A SPREE of magpie attacks in the South Burnett has led a Kingaroy man to place a warning sign near his property.

William Johnson, who lives on Doonkuna St, said he came up with the idea after one particularly vicious magpie attack.

"I was out doing the gardening one afternoon and an old fella was walking down my street," Mr Johnson said.

"The magpie swooped down and hit him on the head and made him bleed.

"I thought I'd be nice and warn people because a lot of people walk up that street."

Magpies are known to swoop humans and animals during their breeding season between July and December, with the peak swooping month being September.

Most magpies will accept the presence of people within their territories, although attacks usually occur within a 100 metre radius of their nest.

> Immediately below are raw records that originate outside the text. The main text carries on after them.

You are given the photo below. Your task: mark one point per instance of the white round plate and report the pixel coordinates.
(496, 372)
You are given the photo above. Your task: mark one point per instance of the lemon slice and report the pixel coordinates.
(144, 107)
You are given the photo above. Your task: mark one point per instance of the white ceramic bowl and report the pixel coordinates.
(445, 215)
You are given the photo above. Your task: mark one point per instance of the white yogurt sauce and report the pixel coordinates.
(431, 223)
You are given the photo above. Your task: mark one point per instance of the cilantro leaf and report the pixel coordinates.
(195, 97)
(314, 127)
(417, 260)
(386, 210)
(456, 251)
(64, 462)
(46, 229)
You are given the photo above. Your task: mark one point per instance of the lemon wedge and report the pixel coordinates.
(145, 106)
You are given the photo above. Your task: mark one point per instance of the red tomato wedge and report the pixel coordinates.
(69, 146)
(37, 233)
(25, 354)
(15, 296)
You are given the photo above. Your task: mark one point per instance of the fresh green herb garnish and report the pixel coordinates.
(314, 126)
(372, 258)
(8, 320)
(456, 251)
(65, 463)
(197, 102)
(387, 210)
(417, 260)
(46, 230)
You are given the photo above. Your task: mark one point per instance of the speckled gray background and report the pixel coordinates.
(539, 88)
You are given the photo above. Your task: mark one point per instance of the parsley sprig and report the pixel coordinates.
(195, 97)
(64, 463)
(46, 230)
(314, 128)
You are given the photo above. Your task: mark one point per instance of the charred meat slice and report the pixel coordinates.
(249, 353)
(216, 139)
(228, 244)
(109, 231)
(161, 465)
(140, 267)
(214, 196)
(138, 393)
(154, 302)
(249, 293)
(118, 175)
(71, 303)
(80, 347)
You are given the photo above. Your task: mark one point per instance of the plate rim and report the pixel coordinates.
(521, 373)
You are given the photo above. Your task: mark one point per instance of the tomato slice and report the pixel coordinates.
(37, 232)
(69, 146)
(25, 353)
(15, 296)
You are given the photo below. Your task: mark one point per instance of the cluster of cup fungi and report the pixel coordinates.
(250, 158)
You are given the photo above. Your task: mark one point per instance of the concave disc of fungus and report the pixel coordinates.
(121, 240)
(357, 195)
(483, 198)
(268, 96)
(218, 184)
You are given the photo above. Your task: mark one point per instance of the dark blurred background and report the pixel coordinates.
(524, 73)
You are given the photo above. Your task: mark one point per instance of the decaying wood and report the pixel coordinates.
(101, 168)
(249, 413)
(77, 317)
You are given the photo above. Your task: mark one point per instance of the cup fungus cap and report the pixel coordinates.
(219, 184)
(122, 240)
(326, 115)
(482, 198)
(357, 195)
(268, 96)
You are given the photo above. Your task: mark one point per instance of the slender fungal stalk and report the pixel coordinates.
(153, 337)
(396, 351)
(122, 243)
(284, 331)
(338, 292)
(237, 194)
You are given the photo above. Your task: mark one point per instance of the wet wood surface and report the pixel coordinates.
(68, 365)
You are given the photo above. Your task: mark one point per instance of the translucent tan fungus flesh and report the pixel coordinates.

According to Magpie Alert, a website dedicated to documenting attacks, magpie maps and statistics, Queensland documented the highest number of magpie attacks of all time, consisting of 25% of the country's attacks. Cyclists made up 70% of victims.

Mr Johnson said the birds had resided on the corner of Doonkuna and Moonya Sts since he moved in about nine months ago, but they became more aggressive after a group of children tormented them.

As a result, the magpies now apparently prefer to attack children, but will still target adults and postmen.

"They're pretty nice to me because I throw them food every now and then, although the male is (very aggressive)," Mr Johnson said.

"It swoops everything, it doesn't matter what it is and he will fly a good 100 metres to get you."

Mr Johnson said he hoped the sign would make people aware they were walking into magpie territory.

"I think most people get scared from the initial first swoop because they don't expect it," he said.

"I've found if you make eye contact with them they won't swoop you and if you see them they can't sneak up on you."